You selected parameters to get each of the 5 values:101, 121, 110, 11, 100. and wrote down parameter values that will get you each of the values.

The fact that all these values could occur depending on the order in which parts of P1 and P2 are interleaved illustrates how important it is to be able to control access to critical values when concurrency is possible. An assignment like x = x + y; in C is not an indivisible operation. On many machines this would involve a fetch of the value of x from the RAM memory to a CPU register, a fetch of the value y from memory to a CPU register, adding those registers and storing the result in a CPU register, sending the value obtained from the CPU register holding it to memory location x. The execution of your program could be interrupted after any of these. If your program is not part of a concurrent system, no other procedures should be able to access your variables. A time-sharing operating system can save the state of your computation and give it back when your code is allowed to execute again. If your code is part of a concurrent system, all the problems we are illustrating could happen if you are not careful.

To be careful, one must control access to certain variables during critical sections of their code. Consider several airline agents in different cities reserving the same seat on a flight. A number of mechanisms have been developed in different programming languages to achieve this goal.

In drscheme help, read about semaphores in mzscheme semaphores in "Semaphores". Pay special attention to make-semaphore, semaphore-wait, and semaphore-post. The sentence: "MzScheme's semaphores have the usual single-threaded access for reliable synchronization." means that effectively these operations are uninterruptable and indivisible.

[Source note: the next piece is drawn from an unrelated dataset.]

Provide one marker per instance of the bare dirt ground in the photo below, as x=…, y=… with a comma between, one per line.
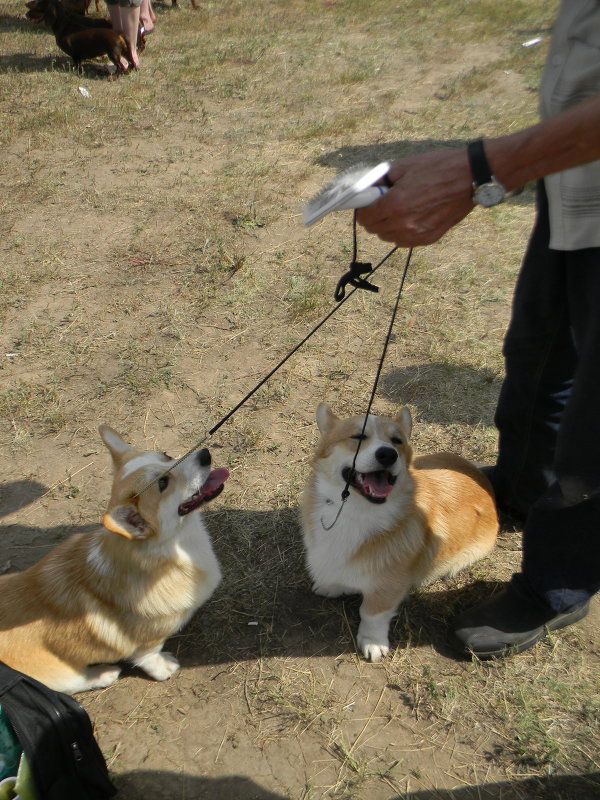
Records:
x=155, y=268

Now read about serializers on page 305 of sicp. http://mitpress.mit.edu/sicp/full-text/book/book-Z-H-23.html#%_sec_3.4.1
We can use semaphores to make serializers. Here is how:

(define (make-serializer) (let ((mutex (make-semaphore 1))) (lambda (p) (define (serialized-p . args) (semaphore-wait mutex) (let ((val (apply p args))) (semaphore-post mutex) val)) serialized-p))) Put the definition of make-serializer in your definition window and execute it. Then use a serializer in the interaction window as below: (define x 10) (define s (make-serializer)) (begin (thread (s (lambda () (set! x (* x x))))) (thread (s (lambda () (set! x (+ 1 x))))) 'done) I'll say a few words about what s is and how it protects P1 and P2. To check this out further, define and execute: (define chgx-seri (lambda (bef-mul1 bef-mul2 bef-mul3 bef-plus1 bef-plus2) (let ((x 10) (s (make-serializer))) (begin (thread (lambda() (begin (sleep bef-mul1) ((s (lambda () (let ((y1 x)) (sleep bef-mul2) (let ((y2 x)) (sleep bef-mul3) (set! x (* y1 y2)))))))))) (thread (lambda() (begin (sleep bef-plus1) ((s (lambda () (let ((z x)) (sleep bef-plus2) (set! x (+ z 1))))))))) (sleep (+ 1 bef-mul1 bef-mul2 bef-mul3 bef-plus1 bef-plus2)) x)))) chgx-seri is a protected version of the parallel execution of P1 and P2. Whichever one gets the semaphore first prevents the other one from executing until it (the one with the semaphore) is finished. Don't trust me on this. Compare the execution of chgx-seri and chgx on the 5 parameter combinations you wrote down earlier. chgx should give you 5 different values. chgx-seri should give you only two different values. You should be able to explain why.

Serializers solve many problems but introduce a whole new set of problems. Deadlock and starvation are among them. We do not have time in this course to investigate starvation. Here is some of what SICP says about deadlock:

Deadlock Now that we have seen how to implement serializers, we can see that account exchanging still has a problem, even with the serialized-exchange procedure above. Imagine that Peter attempts to exchange a1 with a2 while Paul concurrently attempts to exchange a2 with a1. Suppose that Peter's process reaches the point where it has entered a serialized procedure protecting a1 and, just after that, Paul's process enters a serialized procedure protecting a2. Now Peter cannot proceed (to enter a serialized procedure protecting a2) until Paul exits the serialized procedure protecting a2. Similarly, Paul cannot proceed until Peter exits the serialized procedure protecting a1. Each process is stalled forever, waiting for the other. This situation is called a deadlock. Deadlock is always a danger in systems that provide concurrent access to multiple shared resources.

Ask any questions you may have.